# Simple Mail Server with Web based admin



## JaimeLopes (Feb 18, 2011)

Hi,

I have little experience with BSD, but some with Linux.

My office has +-20 users on PCs and Macs. I have successfully setup a Gateway/Proxy/firewall using ClearOS which works quite well with load balancing etc...
I have also setup another machine to share files on the network using Ubuntu Server, Samba and webmin.

Both these machine can be easily managed from my desk using a web browser and if needed an ssh terminal.

I have tried googling it, but can't seem to find a simple, preferably with screenshot tutorial on setting up a mail server with FreeBSD that can be remote managed via a web interface.

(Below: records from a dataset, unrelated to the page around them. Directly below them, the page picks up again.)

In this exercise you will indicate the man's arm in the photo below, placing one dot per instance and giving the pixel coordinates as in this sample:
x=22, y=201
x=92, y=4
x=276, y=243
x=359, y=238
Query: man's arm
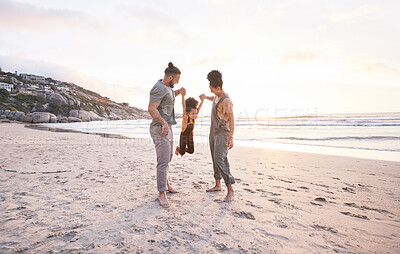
x=157, y=117
x=232, y=130
x=211, y=98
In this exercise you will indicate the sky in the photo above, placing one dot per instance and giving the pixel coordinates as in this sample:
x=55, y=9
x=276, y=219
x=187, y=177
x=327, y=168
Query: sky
x=276, y=57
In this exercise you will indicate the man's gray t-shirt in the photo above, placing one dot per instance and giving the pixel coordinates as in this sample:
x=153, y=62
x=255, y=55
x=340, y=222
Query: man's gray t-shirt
x=165, y=96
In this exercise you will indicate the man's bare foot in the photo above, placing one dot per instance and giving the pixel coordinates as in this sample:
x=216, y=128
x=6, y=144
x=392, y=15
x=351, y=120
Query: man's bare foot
x=170, y=189
x=162, y=199
x=231, y=194
x=215, y=188
x=229, y=197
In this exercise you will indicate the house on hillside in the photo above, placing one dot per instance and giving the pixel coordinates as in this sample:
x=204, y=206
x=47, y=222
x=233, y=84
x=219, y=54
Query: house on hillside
x=32, y=77
x=8, y=87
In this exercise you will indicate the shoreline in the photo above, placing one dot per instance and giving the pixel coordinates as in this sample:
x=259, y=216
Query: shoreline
x=316, y=149
x=67, y=192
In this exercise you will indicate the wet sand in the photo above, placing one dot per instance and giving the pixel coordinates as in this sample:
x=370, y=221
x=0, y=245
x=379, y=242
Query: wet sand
x=77, y=193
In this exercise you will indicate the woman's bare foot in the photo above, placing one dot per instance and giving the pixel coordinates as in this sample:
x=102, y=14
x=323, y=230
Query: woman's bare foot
x=162, y=199
x=215, y=188
x=170, y=189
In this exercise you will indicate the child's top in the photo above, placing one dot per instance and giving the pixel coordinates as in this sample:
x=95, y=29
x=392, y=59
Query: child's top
x=224, y=108
x=187, y=122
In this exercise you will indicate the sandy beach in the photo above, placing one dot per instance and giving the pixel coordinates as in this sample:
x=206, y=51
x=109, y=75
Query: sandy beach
x=76, y=193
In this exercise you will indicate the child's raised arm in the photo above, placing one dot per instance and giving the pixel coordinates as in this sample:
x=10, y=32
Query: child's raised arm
x=202, y=97
x=183, y=102
x=211, y=98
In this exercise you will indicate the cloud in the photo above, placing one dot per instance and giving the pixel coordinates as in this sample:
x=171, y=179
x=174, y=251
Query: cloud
x=296, y=57
x=362, y=12
x=378, y=70
x=115, y=92
x=29, y=17
x=151, y=25
x=213, y=61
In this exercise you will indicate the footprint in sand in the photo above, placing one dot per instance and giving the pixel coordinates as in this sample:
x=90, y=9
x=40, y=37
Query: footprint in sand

Could someone please direct me to one...

The machine I'm going to use is an old 500Mhz, 256M, 8Gb PC that I just want to work as an internal mail server. People in my office cannot get it in their heads that email is not the way to send files around the office, so I'm partially giving in to their persistence in overloading our web/email server based in germany (we are in South Africa) so I don't want to install anything that I don't need, and since it will 100% internal I don't think I need it to be secure, so no firewall, spam etc... I'm thinking:

FreeBSD + Sendmail + Webmin

If it's possible to install webmin and do all the sendmail setup from there I would prefer that as I'm a little more familiar with webmail, and GUIs than with the terminal and text based config files

Thx


----------



## anomie (Feb 18, 2011)

Webmin is a good approach to this problem, and IIRC it has modules for sendmail, postfix, and qmail. (Maybe others, too.) 

Nevertheless: please get a good book on FreeBSD* and read about MTA operation and security before deploying this. Even if you're putting it on an internal network. (Remember that security threats come from both outside and inside.) 

---
* I don't know the author / publisher, and don't get paid to suggest that.


----------



## rusty (Feb 18, 2011)

Not on my FreeBSD box atm but I'm pretty sure this magazine is the issue with a decent mailserver howto. 
It may provide some usefyl details even though it's not based around Webmin.

Probably help if I actually posted a link to the magazine...
http://bsdmag.org/magazine/1627-bsds-and-solaris


----------



## aragon (Feb 20, 2011)

How about:

FreeBSD + Postfix + Postfixadmin


----------



## JaimeLopes (Feb 21, 2011)

*Thanks*

Thanks everyone, I will have a look at all of these options!


----------